There aren't many films as influential as Vertov's masterpiece of sound and image. One can think of Jean-Luc Godard's Breathless in 1960 and its invention of the jump cuts but even that film can't compare to Vertov. "It stands as a stinging indictment of almost every film made between its release in 1929 and the appearance of Godard’s 'Breathless' 30 years later," film critic Neil Young wrote, "and Vertov’s dazzling picture seems, today, arguably the fresher of the two." Godard is said to have introduced the "jump cut," but Vertov's film is entirely jump cuts.
Before Man With A Movie Camera most films had shots that lasted for many seconds, if not minutes. The average shot length in 1929 was of 11.2 seconds. In the blink of an eye Vertov decided to make an experiment and have his shots last a much shorter duration.

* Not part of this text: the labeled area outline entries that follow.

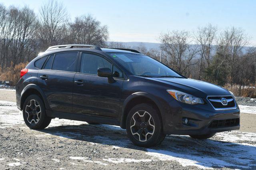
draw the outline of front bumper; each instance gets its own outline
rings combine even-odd
[[[240,112],[238,107],[235,109],[216,111],[211,106],[197,105],[190,105],[173,101],[170,110],[166,114],[163,123],[165,134],[205,134],[239,129]],[[182,123],[182,119],[187,118],[188,123]],[[236,119],[238,123],[212,127],[214,121]]]

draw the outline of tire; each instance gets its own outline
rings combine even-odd
[[[190,135],[192,138],[197,139],[207,139],[210,138],[215,135],[216,133],[210,133],[210,134],[202,134],[201,135]]]
[[[148,104],[138,105],[131,109],[126,119],[126,127],[128,137],[139,146],[157,145],[165,138],[158,111]]]
[[[22,111],[25,123],[33,129],[43,129],[52,120],[46,115],[44,102],[36,95],[30,95],[26,99]]]

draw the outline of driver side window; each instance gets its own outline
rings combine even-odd
[[[108,68],[112,70],[112,64],[105,59],[94,54],[83,53],[80,72],[86,74],[97,75],[99,68]]]
[[[99,68],[108,68],[112,71],[114,77],[123,77],[123,72],[107,60],[98,55],[83,53],[81,60],[80,72],[97,75]]]

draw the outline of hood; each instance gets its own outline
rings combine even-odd
[[[204,81],[190,79],[150,78],[152,80],[170,85],[170,89],[179,90],[195,96],[231,95],[229,92],[220,86]]]

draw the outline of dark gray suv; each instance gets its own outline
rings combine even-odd
[[[135,144],[150,147],[166,134],[207,139],[240,128],[230,92],[187,79],[133,49],[50,47],[20,77],[17,106],[32,129],[56,117],[118,125]]]

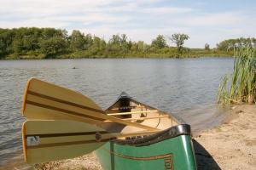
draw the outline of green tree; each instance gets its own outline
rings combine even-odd
[[[46,57],[50,57],[65,52],[67,43],[63,38],[54,37],[47,40],[43,40],[40,42],[40,48],[41,52],[45,54]]]
[[[184,44],[185,40],[189,39],[189,37],[186,34],[175,33],[172,34],[169,39],[176,43],[177,50],[180,52],[183,48],[183,45]]]
[[[73,31],[70,36],[70,48],[72,51],[79,51],[84,49],[84,35],[79,31]]]
[[[163,35],[158,35],[151,42],[151,46],[156,48],[163,48],[167,46],[166,39]]]

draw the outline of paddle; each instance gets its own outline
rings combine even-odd
[[[157,129],[108,116],[83,94],[36,78],[27,82],[21,112],[28,119],[73,120],[97,126],[111,121],[145,130]]]
[[[155,132],[109,133],[97,126],[82,122],[29,120],[22,126],[24,157],[29,164],[67,159],[90,153],[110,139]]]

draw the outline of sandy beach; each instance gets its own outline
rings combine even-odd
[[[256,106],[236,105],[222,125],[195,138],[198,169],[255,169]]]
[[[255,169],[255,105],[232,106],[221,125],[201,132],[194,137],[198,169]],[[8,167],[27,169],[19,165],[9,164]],[[102,169],[94,152],[74,159],[38,164],[34,167],[41,170]]]

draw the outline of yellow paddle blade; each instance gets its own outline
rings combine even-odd
[[[24,157],[29,164],[79,156],[113,137],[96,126],[74,121],[31,120],[22,126]]]
[[[101,116],[105,116],[104,111],[89,98],[36,78],[27,82],[21,113],[28,119],[64,119],[93,124],[106,120]]]
[[[83,94],[35,78],[27,82],[21,112],[28,119],[73,120],[97,125],[108,120],[146,130],[157,129],[109,116]]]

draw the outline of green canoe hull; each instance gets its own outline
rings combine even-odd
[[[104,170],[194,170],[195,157],[191,137],[182,134],[143,146],[110,141],[96,150]]]

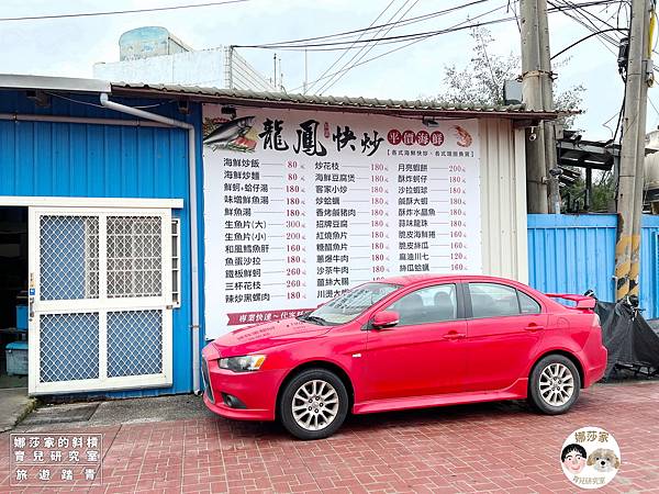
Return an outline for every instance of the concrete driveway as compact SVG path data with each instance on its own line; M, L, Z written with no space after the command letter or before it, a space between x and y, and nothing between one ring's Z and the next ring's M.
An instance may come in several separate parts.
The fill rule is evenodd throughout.
M35 422L36 413L13 433L101 433L103 484L93 493L573 493L560 449L584 426L608 430L621 447L617 476L597 492L659 492L658 382L595 385L555 417L513 402L358 416L313 442L275 424L214 417L194 396L92 406L68 424ZM11 491L8 454L3 434L0 492Z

The average shot length of his film ended up being a mere 2.3 seconds, a feat completely unheard of back in 1929. To give you an example Michael Bay's Armageddon released in 1998 also has an ASL of 2.3 seconds.

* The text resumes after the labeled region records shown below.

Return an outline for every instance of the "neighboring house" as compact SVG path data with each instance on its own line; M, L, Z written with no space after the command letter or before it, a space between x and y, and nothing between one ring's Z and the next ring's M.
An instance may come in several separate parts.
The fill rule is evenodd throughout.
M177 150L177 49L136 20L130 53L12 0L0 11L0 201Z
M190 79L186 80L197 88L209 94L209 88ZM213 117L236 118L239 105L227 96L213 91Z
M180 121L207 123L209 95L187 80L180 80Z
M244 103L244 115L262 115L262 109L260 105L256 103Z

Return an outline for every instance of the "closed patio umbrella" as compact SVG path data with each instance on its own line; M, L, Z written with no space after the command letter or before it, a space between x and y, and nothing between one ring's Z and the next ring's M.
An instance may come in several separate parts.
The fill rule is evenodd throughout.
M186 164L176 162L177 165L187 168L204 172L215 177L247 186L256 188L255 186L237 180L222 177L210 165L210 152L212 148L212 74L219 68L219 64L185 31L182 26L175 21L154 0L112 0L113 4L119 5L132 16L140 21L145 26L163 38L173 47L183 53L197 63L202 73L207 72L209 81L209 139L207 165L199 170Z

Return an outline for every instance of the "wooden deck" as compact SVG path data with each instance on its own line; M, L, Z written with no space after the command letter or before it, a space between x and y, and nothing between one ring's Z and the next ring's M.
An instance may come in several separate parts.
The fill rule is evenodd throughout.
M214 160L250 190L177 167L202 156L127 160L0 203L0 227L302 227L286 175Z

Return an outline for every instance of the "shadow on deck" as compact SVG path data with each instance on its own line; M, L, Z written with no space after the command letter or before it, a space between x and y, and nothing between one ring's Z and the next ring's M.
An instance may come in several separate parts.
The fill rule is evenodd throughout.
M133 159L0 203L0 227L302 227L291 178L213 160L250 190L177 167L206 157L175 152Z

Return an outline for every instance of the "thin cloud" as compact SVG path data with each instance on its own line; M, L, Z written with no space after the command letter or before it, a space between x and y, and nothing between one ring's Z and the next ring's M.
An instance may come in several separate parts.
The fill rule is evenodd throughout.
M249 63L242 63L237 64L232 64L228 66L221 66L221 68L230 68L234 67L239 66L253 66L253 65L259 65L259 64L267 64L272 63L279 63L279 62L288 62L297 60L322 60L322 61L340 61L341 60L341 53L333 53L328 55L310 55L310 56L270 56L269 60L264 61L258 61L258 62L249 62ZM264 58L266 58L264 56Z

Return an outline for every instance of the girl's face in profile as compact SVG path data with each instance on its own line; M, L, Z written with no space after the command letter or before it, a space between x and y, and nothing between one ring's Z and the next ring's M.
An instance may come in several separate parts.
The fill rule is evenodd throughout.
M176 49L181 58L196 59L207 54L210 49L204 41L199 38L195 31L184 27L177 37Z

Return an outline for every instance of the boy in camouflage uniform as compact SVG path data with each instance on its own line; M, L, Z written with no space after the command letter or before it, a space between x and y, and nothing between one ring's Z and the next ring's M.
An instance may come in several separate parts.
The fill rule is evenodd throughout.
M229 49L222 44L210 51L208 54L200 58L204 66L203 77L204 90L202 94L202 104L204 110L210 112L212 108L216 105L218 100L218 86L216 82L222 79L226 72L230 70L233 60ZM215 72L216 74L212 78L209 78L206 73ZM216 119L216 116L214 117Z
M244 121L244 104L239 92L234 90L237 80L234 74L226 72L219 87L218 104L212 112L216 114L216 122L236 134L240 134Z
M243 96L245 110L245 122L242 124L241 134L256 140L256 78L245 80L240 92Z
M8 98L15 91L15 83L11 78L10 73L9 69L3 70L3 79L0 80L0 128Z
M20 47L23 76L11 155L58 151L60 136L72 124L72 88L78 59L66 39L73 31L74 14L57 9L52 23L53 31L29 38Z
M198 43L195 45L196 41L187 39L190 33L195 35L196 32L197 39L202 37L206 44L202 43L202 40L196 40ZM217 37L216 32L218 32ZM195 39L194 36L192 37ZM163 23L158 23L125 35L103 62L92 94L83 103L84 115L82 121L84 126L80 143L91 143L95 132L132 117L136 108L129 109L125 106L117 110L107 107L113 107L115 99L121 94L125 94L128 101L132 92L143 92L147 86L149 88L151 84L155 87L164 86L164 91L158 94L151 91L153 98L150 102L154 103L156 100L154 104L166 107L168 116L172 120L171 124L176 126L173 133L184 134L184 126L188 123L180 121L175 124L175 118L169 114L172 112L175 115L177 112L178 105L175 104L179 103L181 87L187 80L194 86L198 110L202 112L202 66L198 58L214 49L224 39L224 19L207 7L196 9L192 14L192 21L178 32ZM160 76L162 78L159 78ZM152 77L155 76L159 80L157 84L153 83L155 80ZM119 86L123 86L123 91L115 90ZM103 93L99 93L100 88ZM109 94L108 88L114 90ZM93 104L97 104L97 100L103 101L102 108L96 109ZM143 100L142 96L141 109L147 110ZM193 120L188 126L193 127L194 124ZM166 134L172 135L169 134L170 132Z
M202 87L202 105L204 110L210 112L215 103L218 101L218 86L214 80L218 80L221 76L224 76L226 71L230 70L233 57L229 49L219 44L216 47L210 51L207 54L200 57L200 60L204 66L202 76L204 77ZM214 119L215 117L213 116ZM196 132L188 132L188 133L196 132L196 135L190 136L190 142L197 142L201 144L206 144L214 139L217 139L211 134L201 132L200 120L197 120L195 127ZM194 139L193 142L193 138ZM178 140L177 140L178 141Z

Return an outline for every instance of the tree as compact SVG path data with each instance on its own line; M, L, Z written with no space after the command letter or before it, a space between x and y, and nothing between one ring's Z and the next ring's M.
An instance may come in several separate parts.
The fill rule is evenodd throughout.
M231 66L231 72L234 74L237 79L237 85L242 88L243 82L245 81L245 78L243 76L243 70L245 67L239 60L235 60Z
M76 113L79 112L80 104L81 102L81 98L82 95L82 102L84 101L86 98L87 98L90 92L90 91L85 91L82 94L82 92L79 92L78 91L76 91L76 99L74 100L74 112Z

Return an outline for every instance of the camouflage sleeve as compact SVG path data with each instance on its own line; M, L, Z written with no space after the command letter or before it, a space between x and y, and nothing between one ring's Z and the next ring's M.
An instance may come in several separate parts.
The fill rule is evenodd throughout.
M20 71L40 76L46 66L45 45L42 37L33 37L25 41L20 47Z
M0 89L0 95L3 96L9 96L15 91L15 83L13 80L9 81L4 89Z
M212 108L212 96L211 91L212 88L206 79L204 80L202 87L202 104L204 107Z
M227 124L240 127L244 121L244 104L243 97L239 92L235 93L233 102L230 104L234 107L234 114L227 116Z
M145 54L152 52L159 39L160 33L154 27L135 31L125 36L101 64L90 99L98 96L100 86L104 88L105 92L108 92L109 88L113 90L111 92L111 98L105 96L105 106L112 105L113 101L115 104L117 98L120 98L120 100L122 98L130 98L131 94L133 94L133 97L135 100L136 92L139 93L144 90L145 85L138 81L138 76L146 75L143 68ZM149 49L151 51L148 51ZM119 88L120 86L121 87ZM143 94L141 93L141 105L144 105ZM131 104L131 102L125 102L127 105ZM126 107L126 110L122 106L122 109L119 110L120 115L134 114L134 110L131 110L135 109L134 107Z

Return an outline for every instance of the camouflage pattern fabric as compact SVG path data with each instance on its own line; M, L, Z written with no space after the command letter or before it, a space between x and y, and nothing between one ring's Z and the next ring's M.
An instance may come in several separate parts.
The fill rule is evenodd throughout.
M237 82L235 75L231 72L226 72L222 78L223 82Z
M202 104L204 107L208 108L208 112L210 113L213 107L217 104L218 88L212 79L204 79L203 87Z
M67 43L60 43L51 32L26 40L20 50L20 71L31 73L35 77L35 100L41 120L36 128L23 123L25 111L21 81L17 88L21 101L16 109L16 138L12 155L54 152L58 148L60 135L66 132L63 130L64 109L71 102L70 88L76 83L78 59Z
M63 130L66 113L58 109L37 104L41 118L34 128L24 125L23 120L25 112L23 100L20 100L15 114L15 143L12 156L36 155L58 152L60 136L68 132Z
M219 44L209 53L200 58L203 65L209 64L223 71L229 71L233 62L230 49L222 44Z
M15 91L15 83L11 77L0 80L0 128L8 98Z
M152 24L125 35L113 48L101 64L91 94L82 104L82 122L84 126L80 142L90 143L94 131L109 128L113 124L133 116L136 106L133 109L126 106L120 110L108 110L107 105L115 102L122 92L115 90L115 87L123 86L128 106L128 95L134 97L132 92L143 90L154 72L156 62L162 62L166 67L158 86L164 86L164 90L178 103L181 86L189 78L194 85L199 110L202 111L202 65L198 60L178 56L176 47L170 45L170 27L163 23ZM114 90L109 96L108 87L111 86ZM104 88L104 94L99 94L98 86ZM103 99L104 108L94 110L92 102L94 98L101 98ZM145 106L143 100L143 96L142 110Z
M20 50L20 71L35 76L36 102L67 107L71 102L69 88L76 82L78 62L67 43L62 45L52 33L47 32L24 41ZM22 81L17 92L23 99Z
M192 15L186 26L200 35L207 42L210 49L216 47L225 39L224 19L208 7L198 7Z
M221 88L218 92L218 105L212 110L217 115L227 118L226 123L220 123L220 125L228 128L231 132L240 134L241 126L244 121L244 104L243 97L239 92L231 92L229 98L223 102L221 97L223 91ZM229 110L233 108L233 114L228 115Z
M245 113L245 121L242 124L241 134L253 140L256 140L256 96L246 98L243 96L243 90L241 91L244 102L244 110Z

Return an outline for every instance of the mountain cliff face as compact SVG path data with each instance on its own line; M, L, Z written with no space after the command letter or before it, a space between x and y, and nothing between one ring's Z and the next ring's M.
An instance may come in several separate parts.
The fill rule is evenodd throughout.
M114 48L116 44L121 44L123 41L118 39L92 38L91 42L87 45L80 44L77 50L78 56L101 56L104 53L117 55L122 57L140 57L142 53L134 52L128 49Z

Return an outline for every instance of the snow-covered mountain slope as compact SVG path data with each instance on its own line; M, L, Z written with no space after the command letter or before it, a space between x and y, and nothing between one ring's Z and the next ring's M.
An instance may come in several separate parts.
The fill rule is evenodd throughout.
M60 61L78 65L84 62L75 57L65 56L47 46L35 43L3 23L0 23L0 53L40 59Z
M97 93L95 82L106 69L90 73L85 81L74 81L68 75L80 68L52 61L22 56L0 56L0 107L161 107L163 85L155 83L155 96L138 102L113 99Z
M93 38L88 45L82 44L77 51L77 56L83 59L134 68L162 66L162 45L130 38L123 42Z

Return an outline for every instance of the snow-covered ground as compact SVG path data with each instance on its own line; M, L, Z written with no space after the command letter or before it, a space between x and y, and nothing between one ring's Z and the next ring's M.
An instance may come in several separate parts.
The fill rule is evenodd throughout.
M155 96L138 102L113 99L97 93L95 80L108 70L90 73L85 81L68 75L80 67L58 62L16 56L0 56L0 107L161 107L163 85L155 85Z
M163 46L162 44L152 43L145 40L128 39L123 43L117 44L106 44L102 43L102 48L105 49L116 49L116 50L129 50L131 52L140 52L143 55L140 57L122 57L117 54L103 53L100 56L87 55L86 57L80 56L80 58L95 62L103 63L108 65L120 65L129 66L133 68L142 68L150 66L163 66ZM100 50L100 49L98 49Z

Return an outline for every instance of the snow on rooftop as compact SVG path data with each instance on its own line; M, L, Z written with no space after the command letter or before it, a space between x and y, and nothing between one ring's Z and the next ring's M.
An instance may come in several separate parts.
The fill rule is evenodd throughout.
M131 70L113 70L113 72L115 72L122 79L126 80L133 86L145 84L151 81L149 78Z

Vertov saw how cinema was stuck in a tradition of being shot like a stage play. I can think of Josef Von Sternberg and his Marlene Dietrich pictures which, to my eyes at least, haven't aged very well because of the staginess and theatricality that infused their every frame. The same could be said with many of that films at that time that refused to break the wall of theatricality.
It wasn't just the ASL that was mind blowing, Vertov decided to make an experiment and to push the boundaries of what cinema can do. He combined his images of daily life in communist-era USSR with a soundtrack that melded perfectly with his images. It's as if the music was made to gel with the celluloid he shot. There isn't anything dramatically gripping in the film as much as there is a bombardment of contagious cinematic joy. The sheer rush of experimentation. In fact this experimentation still seems fresh by today's standards. 80 years later, Vertov's masterpiece still has a striking effect with a whole new audience.